Guam, une petite île paradisiaque du Pacifique de 550 kilomètres carrés, où il fait bon vivre et où l’insouciance est reine? La réalité est un brin plus complexe. D’abord, Guam est un territoire américain mais, comme pour Porto Rico, ses quelque 160 000 résidents, qui ont la nationalité américaine, ont des droits limités et ne peuvent par exemple pas participer aux élections présidentielles. Ensuite, sa position géographique en fait une place de choix pour l’armée américaine, qui y a installé sa plus grande base navale d’Asie orientale. Guam, c’est aussi l’île qui était menacée de recevoir des missiles nord-coréens, au plus fort des tensions entre Kim Jong-un et Donald Trump. Désormais, elle a un autre problème potentiel à régler: les réfugiés afghans.

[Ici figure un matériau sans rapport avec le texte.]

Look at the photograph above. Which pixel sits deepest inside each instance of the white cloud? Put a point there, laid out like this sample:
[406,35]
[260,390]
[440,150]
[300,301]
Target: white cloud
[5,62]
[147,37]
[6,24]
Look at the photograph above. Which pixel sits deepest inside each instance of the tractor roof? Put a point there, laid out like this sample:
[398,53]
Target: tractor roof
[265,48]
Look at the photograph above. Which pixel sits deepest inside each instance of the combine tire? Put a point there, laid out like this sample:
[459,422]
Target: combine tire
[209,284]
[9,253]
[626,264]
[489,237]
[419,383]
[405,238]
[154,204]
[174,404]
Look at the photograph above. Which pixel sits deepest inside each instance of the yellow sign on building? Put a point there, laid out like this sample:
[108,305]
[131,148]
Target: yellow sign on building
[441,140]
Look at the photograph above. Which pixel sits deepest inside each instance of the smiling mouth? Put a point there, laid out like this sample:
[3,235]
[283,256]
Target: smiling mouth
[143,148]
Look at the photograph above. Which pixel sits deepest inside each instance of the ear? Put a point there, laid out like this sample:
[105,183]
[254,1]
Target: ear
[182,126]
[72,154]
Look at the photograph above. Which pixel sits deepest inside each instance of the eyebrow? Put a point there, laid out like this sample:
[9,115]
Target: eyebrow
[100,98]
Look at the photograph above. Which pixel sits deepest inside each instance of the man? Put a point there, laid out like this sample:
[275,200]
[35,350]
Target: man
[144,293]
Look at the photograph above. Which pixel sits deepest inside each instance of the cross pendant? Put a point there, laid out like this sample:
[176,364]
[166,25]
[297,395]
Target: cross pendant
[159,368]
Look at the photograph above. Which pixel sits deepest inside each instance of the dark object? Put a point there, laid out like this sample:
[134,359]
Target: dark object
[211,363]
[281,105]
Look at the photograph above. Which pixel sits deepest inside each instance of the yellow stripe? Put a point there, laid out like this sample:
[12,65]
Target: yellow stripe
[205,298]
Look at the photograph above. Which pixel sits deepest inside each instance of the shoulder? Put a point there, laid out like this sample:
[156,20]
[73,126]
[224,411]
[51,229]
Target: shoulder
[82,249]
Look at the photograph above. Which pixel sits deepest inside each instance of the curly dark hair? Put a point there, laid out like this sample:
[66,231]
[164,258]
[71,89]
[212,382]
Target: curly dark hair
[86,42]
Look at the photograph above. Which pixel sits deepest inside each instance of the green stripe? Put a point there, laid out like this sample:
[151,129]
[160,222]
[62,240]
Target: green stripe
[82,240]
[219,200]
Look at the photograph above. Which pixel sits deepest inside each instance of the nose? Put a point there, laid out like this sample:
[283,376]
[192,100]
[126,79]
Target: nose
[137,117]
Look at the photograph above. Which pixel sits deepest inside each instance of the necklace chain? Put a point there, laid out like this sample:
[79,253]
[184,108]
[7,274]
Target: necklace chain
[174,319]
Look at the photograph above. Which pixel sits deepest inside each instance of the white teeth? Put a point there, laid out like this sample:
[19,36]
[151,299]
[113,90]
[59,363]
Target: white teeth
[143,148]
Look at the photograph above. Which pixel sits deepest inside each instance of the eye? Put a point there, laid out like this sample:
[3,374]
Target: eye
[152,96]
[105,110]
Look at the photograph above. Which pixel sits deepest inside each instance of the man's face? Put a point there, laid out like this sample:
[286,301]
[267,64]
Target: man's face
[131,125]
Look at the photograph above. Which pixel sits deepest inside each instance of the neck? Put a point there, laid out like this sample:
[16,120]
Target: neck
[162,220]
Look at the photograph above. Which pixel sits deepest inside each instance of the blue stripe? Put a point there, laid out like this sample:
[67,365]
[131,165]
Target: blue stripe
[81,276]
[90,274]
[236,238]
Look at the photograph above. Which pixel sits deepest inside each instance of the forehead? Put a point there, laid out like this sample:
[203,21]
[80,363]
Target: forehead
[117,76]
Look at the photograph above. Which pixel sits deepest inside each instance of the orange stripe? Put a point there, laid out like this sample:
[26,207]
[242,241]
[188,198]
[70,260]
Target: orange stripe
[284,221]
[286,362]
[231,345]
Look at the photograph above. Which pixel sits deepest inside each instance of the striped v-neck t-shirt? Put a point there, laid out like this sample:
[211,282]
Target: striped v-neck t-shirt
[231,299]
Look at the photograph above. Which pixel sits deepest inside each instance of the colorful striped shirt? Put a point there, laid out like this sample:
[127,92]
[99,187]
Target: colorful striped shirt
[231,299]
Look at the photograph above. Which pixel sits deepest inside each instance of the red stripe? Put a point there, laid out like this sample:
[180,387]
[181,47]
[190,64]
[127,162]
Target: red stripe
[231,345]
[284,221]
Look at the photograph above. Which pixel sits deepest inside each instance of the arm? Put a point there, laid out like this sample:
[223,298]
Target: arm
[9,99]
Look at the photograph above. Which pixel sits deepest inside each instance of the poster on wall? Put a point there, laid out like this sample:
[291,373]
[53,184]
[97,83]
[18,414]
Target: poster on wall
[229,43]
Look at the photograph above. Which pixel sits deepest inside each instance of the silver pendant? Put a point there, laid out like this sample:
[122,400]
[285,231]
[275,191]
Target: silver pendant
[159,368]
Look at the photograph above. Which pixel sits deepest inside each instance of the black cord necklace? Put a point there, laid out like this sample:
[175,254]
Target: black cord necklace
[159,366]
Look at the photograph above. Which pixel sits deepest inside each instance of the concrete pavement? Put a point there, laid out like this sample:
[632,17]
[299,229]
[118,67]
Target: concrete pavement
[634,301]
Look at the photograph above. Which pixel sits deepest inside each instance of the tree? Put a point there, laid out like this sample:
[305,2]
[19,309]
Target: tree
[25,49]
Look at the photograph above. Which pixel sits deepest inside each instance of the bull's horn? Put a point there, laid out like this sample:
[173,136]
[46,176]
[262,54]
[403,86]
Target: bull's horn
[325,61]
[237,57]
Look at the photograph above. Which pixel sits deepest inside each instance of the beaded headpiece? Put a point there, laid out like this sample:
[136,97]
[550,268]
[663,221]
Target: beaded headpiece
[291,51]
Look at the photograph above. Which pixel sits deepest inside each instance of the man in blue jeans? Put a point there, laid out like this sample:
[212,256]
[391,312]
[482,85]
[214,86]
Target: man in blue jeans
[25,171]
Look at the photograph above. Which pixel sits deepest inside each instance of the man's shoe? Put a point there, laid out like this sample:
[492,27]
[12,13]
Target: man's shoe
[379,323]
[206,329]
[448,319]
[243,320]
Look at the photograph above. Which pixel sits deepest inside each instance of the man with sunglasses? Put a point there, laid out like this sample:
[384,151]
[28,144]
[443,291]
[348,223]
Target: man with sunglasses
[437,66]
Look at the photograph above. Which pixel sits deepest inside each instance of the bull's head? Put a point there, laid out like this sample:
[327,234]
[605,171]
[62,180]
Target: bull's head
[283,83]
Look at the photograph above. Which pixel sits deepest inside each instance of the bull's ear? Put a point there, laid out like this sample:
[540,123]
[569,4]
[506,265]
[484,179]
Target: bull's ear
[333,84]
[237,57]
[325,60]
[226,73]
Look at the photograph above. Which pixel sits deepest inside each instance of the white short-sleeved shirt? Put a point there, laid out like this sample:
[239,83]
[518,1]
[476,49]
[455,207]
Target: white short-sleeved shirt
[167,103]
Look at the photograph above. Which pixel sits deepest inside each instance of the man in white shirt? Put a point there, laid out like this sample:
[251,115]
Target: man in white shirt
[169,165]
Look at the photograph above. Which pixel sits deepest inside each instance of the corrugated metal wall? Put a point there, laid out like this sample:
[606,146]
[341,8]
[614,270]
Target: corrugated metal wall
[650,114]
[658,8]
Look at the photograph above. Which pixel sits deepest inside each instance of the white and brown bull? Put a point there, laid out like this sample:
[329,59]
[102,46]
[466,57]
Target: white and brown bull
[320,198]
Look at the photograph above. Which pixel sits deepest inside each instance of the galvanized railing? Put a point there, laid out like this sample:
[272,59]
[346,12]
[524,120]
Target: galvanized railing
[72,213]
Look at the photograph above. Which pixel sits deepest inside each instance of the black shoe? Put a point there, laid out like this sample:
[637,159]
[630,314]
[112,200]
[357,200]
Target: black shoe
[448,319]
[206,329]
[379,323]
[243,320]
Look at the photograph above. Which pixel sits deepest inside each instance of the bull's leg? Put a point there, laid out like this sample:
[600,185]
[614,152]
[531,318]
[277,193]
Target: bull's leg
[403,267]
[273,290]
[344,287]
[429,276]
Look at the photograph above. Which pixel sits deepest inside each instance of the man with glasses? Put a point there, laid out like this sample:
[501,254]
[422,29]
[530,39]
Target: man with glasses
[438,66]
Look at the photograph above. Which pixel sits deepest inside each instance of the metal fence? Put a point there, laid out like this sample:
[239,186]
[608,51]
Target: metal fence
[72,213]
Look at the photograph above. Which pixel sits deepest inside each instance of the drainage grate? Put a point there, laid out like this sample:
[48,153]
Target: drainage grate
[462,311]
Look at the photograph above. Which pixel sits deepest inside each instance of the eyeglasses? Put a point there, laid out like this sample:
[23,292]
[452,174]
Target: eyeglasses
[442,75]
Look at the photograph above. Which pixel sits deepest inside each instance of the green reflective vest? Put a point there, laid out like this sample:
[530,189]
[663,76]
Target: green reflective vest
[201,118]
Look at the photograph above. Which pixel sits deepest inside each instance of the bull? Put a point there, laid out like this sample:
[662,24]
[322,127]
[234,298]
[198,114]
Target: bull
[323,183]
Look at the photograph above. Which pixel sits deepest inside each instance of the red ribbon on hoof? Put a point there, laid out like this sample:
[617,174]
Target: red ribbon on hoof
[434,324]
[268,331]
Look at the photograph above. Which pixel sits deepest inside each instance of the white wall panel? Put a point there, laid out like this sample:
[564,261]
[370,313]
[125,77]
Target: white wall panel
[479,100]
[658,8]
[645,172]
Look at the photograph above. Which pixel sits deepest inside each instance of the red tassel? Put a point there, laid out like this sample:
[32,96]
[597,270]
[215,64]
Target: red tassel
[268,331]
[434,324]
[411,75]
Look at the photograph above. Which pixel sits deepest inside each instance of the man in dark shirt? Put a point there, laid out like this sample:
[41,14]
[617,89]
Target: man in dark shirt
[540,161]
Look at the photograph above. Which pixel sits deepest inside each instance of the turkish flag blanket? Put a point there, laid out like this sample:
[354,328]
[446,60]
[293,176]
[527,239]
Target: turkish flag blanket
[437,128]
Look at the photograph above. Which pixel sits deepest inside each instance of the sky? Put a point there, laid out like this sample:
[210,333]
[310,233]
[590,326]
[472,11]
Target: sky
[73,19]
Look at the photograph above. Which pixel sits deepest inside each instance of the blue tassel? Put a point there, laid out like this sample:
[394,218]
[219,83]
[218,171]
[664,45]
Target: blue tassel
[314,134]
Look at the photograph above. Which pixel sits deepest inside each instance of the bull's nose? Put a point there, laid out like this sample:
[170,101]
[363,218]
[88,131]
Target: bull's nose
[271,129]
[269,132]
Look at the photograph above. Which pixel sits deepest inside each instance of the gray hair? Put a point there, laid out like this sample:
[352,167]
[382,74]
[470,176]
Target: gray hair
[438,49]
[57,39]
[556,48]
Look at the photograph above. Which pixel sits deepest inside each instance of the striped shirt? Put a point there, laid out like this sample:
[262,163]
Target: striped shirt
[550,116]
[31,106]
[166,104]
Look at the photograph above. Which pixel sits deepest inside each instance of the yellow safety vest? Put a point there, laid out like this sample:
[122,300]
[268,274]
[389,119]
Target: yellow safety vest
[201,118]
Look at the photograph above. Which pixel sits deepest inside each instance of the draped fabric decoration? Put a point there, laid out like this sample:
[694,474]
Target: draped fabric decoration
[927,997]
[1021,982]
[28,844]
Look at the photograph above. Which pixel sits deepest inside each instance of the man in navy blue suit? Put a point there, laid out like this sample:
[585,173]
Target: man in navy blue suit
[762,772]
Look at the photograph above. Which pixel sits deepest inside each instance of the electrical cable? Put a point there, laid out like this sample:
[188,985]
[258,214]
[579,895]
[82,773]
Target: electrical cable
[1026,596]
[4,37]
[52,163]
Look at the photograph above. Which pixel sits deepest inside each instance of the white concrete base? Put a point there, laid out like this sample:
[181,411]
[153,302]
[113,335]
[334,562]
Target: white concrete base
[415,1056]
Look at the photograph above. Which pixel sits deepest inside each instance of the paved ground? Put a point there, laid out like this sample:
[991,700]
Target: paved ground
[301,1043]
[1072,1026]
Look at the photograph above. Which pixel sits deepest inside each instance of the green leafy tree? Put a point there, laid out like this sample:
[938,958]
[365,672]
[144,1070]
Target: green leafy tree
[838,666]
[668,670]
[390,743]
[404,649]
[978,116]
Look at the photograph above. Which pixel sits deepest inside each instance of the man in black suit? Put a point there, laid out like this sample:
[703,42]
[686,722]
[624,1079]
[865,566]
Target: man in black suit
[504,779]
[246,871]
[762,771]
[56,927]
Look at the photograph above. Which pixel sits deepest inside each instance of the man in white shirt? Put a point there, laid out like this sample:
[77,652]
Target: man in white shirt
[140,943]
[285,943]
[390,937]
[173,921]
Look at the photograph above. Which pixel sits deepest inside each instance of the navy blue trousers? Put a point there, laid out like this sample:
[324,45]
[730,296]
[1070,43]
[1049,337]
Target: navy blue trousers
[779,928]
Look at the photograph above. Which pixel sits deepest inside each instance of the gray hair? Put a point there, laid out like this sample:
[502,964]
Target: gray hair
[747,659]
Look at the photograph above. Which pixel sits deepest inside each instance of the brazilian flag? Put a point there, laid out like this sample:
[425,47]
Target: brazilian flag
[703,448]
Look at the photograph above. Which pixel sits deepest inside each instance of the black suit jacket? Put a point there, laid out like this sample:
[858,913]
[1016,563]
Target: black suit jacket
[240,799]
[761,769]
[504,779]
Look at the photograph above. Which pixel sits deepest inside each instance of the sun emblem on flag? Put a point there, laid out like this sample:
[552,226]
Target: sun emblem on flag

Visite à la Maison-Blanche

Joe Biden a fait savoir en avril qu’il comptait rappeler les près 2500 soldats américains encore basés en Afghanistan avant la date anniversaire des attentats du 11-Septembre. Par ricochet, ce retrait, que les récentes avancées militaires des talibans compliquent, concerne des milliers d’alliés afghans et leurs familles – environ 70 000 personnes au total – que Washington espère protéger. Parmi eux, ceux qui ont travaillé comme traducteurs ou interprètes pour les Américains. Or la délivrance des visas spéciaux pourrait, selon certaines estimations, prendre jusqu’à deux ans, le système étant saturé. Ce dossier épineux a de fortes chances d’être abordé vendredi à la Maison-Blanche: Joe Biden reçoit ce jour-là le président afghan Ashraf Ghani, ainsi qu’Abdullah Abdullah, qui dirige le processus de paix afghan.